See also Carter, 181 F.3d at 357 (3d Cir. 1999) ("Where . . . the policy in question concerns a failure to train or supervise municipal employees, liability under section 1983 requires a showing that the failure amounts to `deliberate indifference' to the rights of persons with whom those employees will come into contact") (quoting City of Canton v. Harris, 489 U.S. 378, 388 (1989)).
See also Lake v. Arnold, 112 F.3d 682, 689 (3d Cir. 1997) (reversing district court's decision to dismiss § 1983 action at motion to dismiss stage and stating that "[a]nalysis of the law must attend development of the facts").
The moving defendants raise the affirmative defense of qualified immunity, "which absolves defendants if reasonable officers could have believed their conduct was lawful `in light of clearly established law'", Karnes v. Skrutski, 62 F.3d 485, 491 (3d Cir. 1995) (quoting Ryan v. Burlington County, 860 F.2d 1199 (3d Cir. 1988), cert. denied, 490 U.S. 1020 (1989)). Defendants bear the burden of establishing this defense. Id. In light of the incomplete factual record, especially as measured against the stark allegations of the amended complaint, we decline to resolve the issue of qualified immunity at this stage. We will therefore deny that portion of defendants' motion without prejudice to its reassertion after the completion of discovery.

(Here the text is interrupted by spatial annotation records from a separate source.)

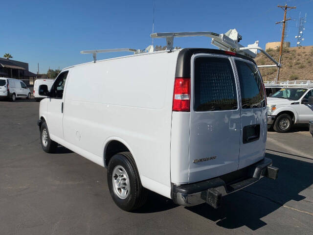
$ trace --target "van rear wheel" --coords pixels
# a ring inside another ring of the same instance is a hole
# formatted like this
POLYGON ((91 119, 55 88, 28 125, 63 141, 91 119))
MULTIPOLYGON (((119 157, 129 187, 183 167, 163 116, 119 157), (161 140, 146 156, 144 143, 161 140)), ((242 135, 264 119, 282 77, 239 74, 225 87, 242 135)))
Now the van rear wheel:
POLYGON ((283 114, 276 118, 273 127, 275 131, 283 133, 289 132, 292 126, 291 117, 287 114, 283 114))
POLYGON ((40 127, 40 142, 44 151, 46 153, 55 153, 58 147, 58 143, 50 139, 48 127, 45 122, 40 127))
POLYGON ((129 152, 114 155, 109 163, 108 185, 114 202, 130 212, 141 207, 147 200, 147 189, 141 185, 137 168, 129 152))

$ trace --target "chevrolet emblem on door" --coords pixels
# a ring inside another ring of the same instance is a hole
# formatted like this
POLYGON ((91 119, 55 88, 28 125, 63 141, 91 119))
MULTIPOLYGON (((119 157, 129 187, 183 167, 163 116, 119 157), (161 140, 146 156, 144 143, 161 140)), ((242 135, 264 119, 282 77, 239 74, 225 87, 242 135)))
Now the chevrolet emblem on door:
POLYGON ((193 161, 193 163, 201 163, 202 162, 204 162, 205 161, 213 160, 213 159, 215 159, 216 158, 216 156, 213 156, 213 157, 210 157, 209 158, 201 158, 200 159, 195 159, 193 161))

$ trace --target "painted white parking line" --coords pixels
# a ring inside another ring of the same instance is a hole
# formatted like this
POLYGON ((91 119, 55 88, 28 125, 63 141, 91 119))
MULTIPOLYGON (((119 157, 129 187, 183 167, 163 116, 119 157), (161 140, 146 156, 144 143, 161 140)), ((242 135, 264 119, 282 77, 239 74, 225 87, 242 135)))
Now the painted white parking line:
MULTIPOLYGON (((304 153, 301 151, 299 149, 296 149, 293 148, 289 145, 288 145, 286 144, 284 144, 283 142, 280 142, 278 141, 274 140, 273 138, 268 137, 267 141, 269 141, 271 143, 272 143, 275 145, 278 146, 279 148, 284 148, 286 149, 287 151, 291 152, 290 153, 292 153, 294 155, 301 155, 303 157, 304 157, 307 158, 309 158, 310 159, 313 160, 313 156, 312 155, 309 155, 306 153, 304 153)), ((270 150, 268 149, 268 151, 271 151, 270 150)))

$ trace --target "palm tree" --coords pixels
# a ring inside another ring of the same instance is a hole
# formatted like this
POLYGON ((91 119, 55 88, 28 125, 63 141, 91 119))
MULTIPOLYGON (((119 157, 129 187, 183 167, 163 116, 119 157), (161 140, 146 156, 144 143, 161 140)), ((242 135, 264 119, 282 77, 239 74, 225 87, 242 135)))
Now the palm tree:
POLYGON ((3 57, 6 58, 8 60, 10 58, 13 58, 13 57, 12 55, 11 55, 11 54, 8 53, 6 53, 5 54, 4 54, 3 55, 3 57))

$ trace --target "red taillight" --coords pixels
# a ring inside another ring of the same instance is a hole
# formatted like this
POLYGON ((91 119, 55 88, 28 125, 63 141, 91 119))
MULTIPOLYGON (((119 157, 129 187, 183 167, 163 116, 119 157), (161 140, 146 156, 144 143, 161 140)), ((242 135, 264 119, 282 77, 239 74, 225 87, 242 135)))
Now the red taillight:
POLYGON ((173 111, 190 111, 190 78, 175 78, 173 111))
POLYGON ((263 91, 264 91, 264 97, 265 97, 265 105, 268 105, 268 100, 266 98, 266 90, 265 90, 265 85, 263 83, 263 91))

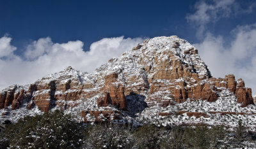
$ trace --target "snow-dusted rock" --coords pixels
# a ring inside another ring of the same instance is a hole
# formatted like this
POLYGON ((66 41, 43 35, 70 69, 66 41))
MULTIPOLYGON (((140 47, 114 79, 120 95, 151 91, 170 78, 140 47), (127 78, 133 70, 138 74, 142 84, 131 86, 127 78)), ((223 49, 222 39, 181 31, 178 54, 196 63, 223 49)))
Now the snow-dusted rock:
POLYGON ((172 36, 147 39, 92 73, 68 67, 6 88, 0 93, 0 121, 60 108, 86 122, 218 124, 246 115, 255 125, 253 103, 243 80, 213 78, 198 50, 172 36))

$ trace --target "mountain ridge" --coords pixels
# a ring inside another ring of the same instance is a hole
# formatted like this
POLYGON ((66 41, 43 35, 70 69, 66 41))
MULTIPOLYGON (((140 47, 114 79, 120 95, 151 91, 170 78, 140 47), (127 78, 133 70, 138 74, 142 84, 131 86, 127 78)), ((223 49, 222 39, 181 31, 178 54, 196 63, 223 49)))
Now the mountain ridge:
POLYGON ((141 124, 178 115, 178 119, 189 120, 168 120, 163 124, 202 121, 212 124, 219 114, 223 120, 226 115, 237 114, 252 117, 250 124, 256 113, 253 104, 252 90, 244 87, 242 79, 236 81, 231 74, 212 77, 198 50, 176 36, 147 39, 91 73, 68 67, 29 86, 14 85, 0 94, 3 120, 26 106, 26 110, 36 110, 36 113, 41 113, 38 110, 60 108, 86 123, 141 124), (201 107, 184 107, 189 103, 201 107), (234 107, 214 110, 212 105, 217 103, 234 107))

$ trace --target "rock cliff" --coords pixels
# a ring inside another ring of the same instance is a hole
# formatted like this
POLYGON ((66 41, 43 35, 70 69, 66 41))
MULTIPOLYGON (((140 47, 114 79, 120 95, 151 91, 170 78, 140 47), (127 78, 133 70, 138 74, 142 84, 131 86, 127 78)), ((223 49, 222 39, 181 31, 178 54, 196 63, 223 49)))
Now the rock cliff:
MULTIPOLYGON (((91 122, 127 120, 148 110, 165 117, 172 112, 163 110, 171 107, 196 101, 216 103, 224 98, 232 104, 236 100, 239 109, 253 104, 252 90, 242 79, 236 80, 232 74, 212 77, 198 50, 173 36, 147 39, 92 73, 68 67, 29 86, 6 88, 0 93, 0 109, 11 106, 15 111, 25 105, 27 110, 47 111, 80 107, 76 112, 84 122, 91 122), (83 110, 79 105, 84 106, 83 110)), ((189 112, 181 115, 209 117, 205 113, 208 111, 189 112)))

C. Plaintiff Jane Doe's § 1985(3) Claim
A claim under 42 U.S.C. § 1985(3) requires four predicates. The plaintiff must allege (1) a conspiracy that is (2) motivated by racial or other class-based discriminatory animus to deprive, directly or indirectly, any person or class of persons equal protection of the laws; there must also be (3) an act in furtherance of the conspiracy that (4) causes an injury to her person or property or a deprivation of any right or privilege of a citizen of the United States, United Brotherhood of Carpenters Joiners of America v. Scott, 463 U.S. 825, 829-30 (1983). Sex is one of the immutable characteristics that has been held as a sufficient class basis for purposes of § 1985(3), Great American Fed. Sav. Loan Assoc. v. Novotny, 442 U.S. 366, 376 (1979).
Moving defendants argue that Jane Doe has not sufficiently alleged a conspiracy or discriminatory animus. In fact, her amended complaint states in particular that
[t]he conspiracy between the Defendants herein is clearly evidenced by the fact that multiple complaints were received from prior victims of Defendant, Trooper Evans' illicit and illegal sexual advances and assault which complaints were directed, upon information and belief, to each of the Defendants herein and despite receipt of those Complaints, the Defendants failed to discipline, supervise, or take any other action which was obviously necessary to prevent Defendant, Trooper Evans, from engaging in further illicit and illegal conduct against other female citizens of the Commonwealth of Pennsylvania, including Plaintiff, Jane Doe. Moreover, the fact that Defendant, Trooper Evans, was approved by his supervisors, after they received these prior complaints, to receive sex crimes training wherein he was trained by the Pennsylvania State Police to profile victims of sexual predators and which training he subsequently used to prey upon female citizens of the Commonwealth of Pennsylvania based upon their gender including Plaintiff, Jane Doe",
Am. Compl. at ¶ 77.
As these allegations broadly embrace conspiracy and the inference of the requisite discriminatory animus, they suffice to assert a § 1985(3) claim.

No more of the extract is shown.